Planning for life is just a little bit of it. Oh, while I’ve loved Swingline staplers for all my life, their products have failed miserably and I’ve had to go with a competitor. My new stapler arrives tomorrow. Our papers in my incredibly organized notebooks require essential items to be placed together for easy sorting. I need a stapler that works. Sorry, Swingline. Cheers! Dee

Food and Care and Writing

Yes, I’ve been remiss on the latter. So much so an old friend called me the other day because I’d missed a few days of blogs.  I’ve been ill and no-one was here to help me out because we’ve agreed for my husband to take a consulting contract elsewhere for a short term.

Food has always been a key ingredient in my existence and I realize its potential for sustenance, health, fun, entertaining and creativity. Care is something I’ve always specialized in, something that always lets me know that I’m making a worthwhile effort.

I made killer chicken wings the other day and sent a few out for taste tests. Now I only have to find my “seat of the pants” recipe for all y’all. It included soy sauce, Indonesian (sweet) soy sauce, mirin, sesame oil, chili and garlic paste, sriracha and honey. Plus finely grated garlic and ginger. Proportions, I know.

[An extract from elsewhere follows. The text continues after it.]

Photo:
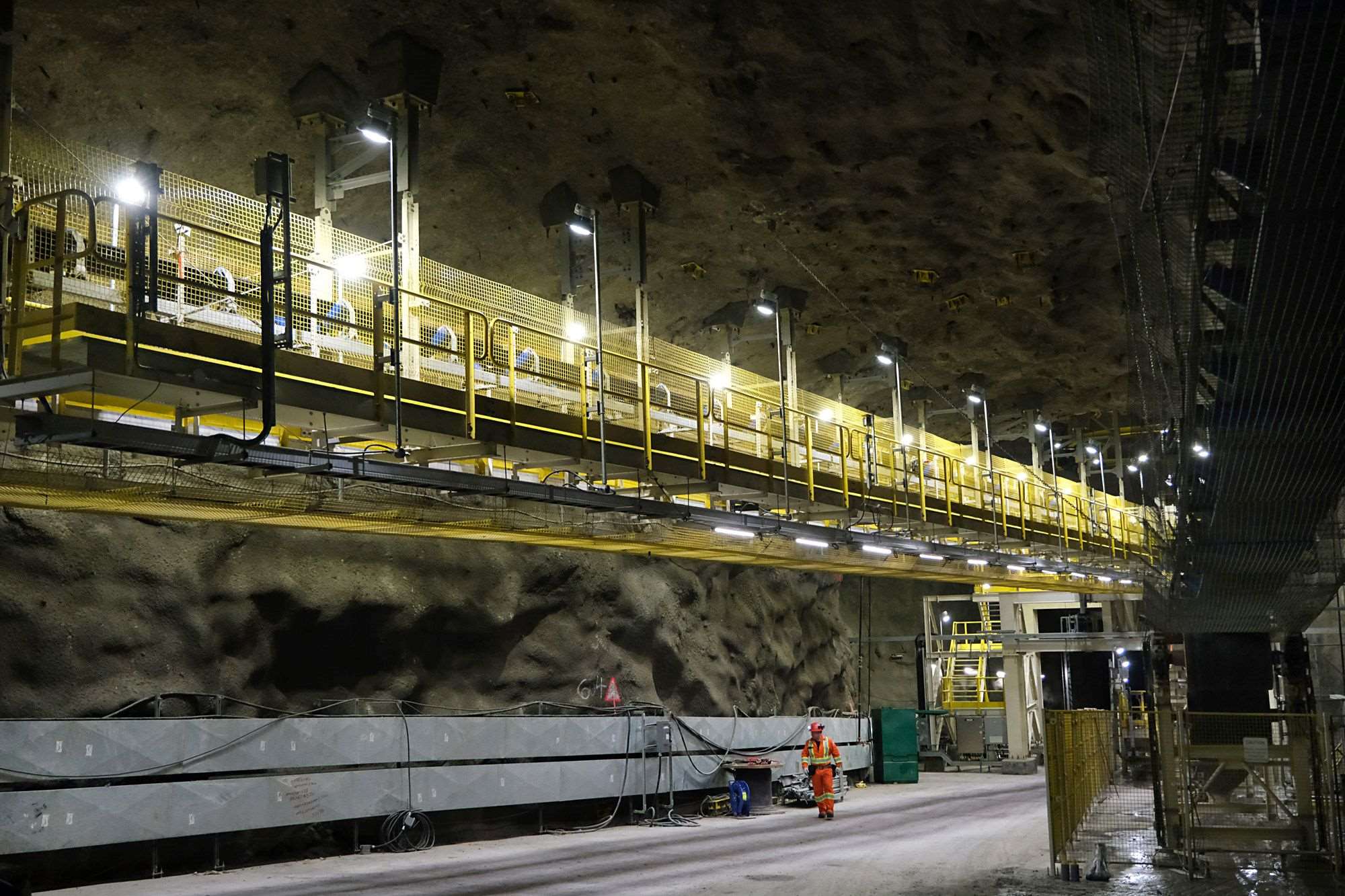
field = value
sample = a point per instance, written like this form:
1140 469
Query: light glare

The wings were marinated in the frig for a day, extra wing discarded and big two separated. Oven to 375, place wings on sprayed foil on cookie sheet(s). Cook for 30 minutes while you reduce marinade to a syrupy glaze. Glaze the wings, ten more minutes in the oven and you’ve juicy, tasty wings.

Now all I have to do for you it test it a number of times and give you both the exact marinade/glaze and one that accounts for if you don’t have Indonesian soy sauce. I’ll get to it but you may want to try your own, with salty, sweet, hot flavors.

There’s a lot going on here. I’m not cooking as much, or writing. I miss my husband, who I haven’t seen in two months. Let’s hope that will be corrected very soon. Cheers, Dee

ps Thank you old friend, for checking in on me. I’m glad you and our buddies are doing well. You protected me the first night of college orientation and you’re still with me decades later. I believe the rule is that if there are no bars toward women in your fraternity via articles and bylaws, when certain women have married in or achieved exalted status they should become honorary members at age 50. No shaving of heads, no paddles. Think about it.